My pick: Looking short dollar-yen, long Kiwi-dollar
Expertise: Fundamental and technical analysis
Average time frame of trades: A few hours to a few weeks

I remain long on Kiwi-dollar from $0.8165, though I will cut the trade indiscriminately should US and Italian political issues boil over. The pair suffered mightily in mid-2011, when US and Eurozone issues swelled; and there is little reason to think that high yield FX won’t suffer amid a steep drop in US equities once more. Similarly, dollar-yen breaking the post-Fed lows at ¥97.75/¥97.90 would suggest a deeper retracement towards ¥95.85, and more importantly signal a deeper risk-off move across all asset classes, not just FX.


My pick: Long Australian dollar-dollar
Expertise: Global macro
Average time frame of trades: 1 to 6 months

The Australian dollar launched a recovery as expected, as improving Chinese news-flow helped boost Reserve Bank of Australia (RBA) policy expectations. The Fed’s decision not to taper QE, meanwhile, lifted risk appetite. This helped spark profit-taking on record-high net speculative short Australian dollar positions, driving the currency higher. I expect this process to continue through this week’s RBA meeting and will maintain a long from $0.9190 entered on 11 August, aiming for $0.9640. A stop-loss will trigger on a close below $0.8847.

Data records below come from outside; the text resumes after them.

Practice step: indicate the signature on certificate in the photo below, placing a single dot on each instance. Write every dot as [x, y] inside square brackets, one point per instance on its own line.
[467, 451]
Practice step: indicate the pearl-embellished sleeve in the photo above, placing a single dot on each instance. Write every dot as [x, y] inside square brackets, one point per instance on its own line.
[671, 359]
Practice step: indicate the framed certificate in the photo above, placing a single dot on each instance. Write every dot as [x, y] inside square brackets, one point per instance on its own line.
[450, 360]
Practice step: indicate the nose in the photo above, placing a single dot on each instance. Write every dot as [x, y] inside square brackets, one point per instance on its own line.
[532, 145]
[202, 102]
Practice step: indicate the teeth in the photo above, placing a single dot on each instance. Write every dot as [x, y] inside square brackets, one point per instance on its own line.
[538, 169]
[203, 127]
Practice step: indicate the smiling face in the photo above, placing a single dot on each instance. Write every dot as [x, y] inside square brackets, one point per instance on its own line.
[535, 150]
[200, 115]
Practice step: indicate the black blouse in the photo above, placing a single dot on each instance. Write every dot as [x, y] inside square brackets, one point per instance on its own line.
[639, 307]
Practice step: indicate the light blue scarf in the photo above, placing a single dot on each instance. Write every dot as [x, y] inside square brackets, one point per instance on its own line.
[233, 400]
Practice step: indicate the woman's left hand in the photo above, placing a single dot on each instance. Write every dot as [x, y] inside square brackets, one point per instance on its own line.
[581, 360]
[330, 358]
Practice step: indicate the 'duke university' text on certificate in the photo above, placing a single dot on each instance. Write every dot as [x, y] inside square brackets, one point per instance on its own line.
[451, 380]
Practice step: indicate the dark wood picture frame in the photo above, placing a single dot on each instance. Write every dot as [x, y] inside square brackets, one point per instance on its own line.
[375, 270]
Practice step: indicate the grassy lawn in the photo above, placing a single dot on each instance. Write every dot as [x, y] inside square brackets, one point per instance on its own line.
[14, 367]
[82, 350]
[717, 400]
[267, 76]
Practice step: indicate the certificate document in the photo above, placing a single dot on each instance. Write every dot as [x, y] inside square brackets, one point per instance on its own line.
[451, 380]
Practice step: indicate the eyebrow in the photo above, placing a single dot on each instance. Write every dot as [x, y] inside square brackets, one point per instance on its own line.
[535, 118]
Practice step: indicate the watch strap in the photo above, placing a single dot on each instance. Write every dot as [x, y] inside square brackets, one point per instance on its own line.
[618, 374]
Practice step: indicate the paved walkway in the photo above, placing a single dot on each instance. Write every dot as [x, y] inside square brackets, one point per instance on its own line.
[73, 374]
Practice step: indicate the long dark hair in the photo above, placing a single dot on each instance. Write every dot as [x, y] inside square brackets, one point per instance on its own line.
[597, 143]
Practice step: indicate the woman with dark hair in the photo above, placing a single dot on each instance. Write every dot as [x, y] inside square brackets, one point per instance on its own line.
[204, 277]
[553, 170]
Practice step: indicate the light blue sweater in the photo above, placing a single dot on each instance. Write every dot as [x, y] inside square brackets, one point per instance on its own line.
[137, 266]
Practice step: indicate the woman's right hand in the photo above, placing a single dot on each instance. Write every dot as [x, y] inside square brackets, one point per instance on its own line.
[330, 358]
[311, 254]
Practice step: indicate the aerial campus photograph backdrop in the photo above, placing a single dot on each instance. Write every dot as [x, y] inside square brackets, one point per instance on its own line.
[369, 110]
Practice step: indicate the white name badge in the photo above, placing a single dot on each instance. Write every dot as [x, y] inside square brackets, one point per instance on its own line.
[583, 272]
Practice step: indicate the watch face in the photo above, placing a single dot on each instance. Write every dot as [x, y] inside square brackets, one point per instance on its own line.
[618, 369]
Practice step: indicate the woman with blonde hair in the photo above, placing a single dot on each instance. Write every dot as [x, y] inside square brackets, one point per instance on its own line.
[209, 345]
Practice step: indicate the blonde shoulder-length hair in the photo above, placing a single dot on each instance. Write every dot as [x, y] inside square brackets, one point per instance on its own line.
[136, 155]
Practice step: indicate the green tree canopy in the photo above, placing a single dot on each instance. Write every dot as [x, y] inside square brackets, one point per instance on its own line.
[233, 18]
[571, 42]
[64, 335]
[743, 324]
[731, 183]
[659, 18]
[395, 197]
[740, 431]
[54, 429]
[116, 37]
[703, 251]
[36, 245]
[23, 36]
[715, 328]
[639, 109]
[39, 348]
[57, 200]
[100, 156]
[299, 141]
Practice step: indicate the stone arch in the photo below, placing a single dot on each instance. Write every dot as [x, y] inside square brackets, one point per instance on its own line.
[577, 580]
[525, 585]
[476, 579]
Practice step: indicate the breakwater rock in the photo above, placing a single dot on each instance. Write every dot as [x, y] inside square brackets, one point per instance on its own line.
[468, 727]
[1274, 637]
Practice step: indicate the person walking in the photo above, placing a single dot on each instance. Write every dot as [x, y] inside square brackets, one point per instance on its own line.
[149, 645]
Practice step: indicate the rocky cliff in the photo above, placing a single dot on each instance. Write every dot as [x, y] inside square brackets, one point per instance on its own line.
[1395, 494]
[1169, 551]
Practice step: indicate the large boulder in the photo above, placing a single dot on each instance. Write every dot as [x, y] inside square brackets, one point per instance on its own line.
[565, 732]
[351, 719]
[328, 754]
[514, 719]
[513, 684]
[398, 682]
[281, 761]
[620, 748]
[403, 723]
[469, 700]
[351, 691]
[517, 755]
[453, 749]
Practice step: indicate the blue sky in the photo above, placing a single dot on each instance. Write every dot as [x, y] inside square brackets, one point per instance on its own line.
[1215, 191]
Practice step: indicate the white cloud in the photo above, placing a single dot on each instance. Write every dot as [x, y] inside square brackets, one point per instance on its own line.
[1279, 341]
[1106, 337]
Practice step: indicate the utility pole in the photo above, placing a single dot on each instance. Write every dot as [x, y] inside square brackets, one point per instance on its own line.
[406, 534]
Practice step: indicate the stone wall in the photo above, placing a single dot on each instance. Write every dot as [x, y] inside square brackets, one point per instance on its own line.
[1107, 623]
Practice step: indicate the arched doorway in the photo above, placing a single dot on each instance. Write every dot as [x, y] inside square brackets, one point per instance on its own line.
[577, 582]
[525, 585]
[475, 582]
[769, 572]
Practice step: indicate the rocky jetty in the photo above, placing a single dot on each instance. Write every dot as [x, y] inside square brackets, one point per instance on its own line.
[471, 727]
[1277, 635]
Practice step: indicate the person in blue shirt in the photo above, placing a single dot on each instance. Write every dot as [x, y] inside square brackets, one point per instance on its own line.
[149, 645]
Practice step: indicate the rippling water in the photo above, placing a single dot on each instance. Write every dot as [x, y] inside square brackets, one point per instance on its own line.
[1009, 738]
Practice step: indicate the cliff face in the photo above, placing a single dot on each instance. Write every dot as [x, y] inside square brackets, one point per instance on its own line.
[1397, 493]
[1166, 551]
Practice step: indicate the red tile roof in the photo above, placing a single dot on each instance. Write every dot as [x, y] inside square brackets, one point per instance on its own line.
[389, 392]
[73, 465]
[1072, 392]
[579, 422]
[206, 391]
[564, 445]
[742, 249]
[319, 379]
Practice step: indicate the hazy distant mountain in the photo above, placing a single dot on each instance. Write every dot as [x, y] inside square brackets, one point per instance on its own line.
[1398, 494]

My pick: Short sterling-dollar and Kiwi-yen, long euro-dollar
Expertise: Fundamental and technical analysis
Average time frame of trades: 1 day to 1 week

This past week was an ambling period of congestion in the aftermath of the Federal Open Market Commitee’s decision not to taper. Moving into the future, the focus will shift back to more pressing items like risk trends. Volatility is extremely low, and a pick-up would translate to “risk aversion”. On that front, I like sterling-dollar breaking trend below $1.6000 and a short-term New Zealand dollar-yen break below ¥81. For the alternative, a euro-dollar break above $1.3575 fits the strongest dollar counterpart.